Congenital heart disease is a collective term for heart defects present at birth. One in every 100 babies has a heart defect at birth. Affected babies may have a blockage in the heart or blood vessels, abnormal blood flow to their heart, or an underdeveloped heart. The cause of congenital heart defects is unknown in about 80% of the cases.

The five common heart defects are:

• Septal defects. Babies with a septal defect have a hole between two of their heart’s chambers.
• Coarctation of the aorta. It is the narrowing of the largest artery in the body–the aorta.
• Pulmonary valve stenosis. It is the narrowing of the pulmonary valve (this valve controls the passage of blood from the heart to the lungs).
• Transposition of the great arteries: It occurs when the two main arteries leaving the heart are reversed in position or transposed.
• Underdeveloped heart: Certain parts of the heart are not fully developed.

Congenital heart disease may be diagnosed during pregnancy or after birth.
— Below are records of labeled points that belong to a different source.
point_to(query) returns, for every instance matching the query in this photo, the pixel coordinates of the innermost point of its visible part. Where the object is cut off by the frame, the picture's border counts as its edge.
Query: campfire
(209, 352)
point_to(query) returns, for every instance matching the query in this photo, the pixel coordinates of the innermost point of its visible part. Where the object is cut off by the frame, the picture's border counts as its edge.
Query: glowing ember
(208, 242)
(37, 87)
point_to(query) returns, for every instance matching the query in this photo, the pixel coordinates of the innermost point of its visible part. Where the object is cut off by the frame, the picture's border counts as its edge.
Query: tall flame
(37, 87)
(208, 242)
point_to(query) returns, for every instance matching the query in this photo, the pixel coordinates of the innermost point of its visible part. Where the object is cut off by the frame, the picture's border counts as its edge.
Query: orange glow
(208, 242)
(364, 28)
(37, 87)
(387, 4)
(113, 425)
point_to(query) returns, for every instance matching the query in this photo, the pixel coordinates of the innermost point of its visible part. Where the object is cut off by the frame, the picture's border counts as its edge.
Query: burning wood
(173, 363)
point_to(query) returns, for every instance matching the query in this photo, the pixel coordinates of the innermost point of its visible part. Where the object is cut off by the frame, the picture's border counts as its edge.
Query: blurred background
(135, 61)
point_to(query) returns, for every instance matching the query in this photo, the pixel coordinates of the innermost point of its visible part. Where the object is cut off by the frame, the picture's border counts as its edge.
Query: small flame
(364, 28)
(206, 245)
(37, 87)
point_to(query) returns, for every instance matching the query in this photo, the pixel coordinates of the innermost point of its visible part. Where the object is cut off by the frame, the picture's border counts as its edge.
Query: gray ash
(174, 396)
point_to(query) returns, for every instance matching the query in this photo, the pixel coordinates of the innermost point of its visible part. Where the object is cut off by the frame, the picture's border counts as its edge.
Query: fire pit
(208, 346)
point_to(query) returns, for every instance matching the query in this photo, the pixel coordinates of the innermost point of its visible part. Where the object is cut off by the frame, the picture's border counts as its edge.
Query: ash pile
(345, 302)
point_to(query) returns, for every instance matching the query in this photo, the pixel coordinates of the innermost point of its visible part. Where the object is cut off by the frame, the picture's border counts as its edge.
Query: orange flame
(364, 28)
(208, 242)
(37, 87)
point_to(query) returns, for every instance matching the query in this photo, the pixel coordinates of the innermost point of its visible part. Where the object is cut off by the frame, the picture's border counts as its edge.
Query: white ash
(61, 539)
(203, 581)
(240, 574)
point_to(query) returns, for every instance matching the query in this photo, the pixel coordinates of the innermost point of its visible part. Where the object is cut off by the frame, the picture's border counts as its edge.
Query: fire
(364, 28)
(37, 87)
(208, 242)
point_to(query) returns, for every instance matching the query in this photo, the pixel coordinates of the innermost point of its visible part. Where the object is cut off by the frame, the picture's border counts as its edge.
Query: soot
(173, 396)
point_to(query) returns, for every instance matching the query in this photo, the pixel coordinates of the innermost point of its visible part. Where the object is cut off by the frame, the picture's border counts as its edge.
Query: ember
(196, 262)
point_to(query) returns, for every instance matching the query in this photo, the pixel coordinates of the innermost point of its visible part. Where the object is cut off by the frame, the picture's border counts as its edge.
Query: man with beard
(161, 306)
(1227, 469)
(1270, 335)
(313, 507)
Suppose your doctor suspects a heart defect during a routine ultrasound scan of the unborn baby. In that case, they will order fetal echocardiography at around 18 to 22 weeks of pregnancy. Echocardiography (a type of ultrasound) uses sound waves to create a picture of your baby’s heart.

A doctor may diagnose a heart defect shortly after birth by observing signs such as a blue tinge to your baby’s skin or lips. During a newborn physical examination, a doctor will check your baby’s heart, feel their pulse, and listen to heart sounds. They may also recommend other diagnostic tests, such as ECG, chest X-ray, and pulse oximetry.

Most cases are mild and don’t need treatment, though regular check-ups may be necessary. Several cases are treated with surgery, medications, and long-term monitoring.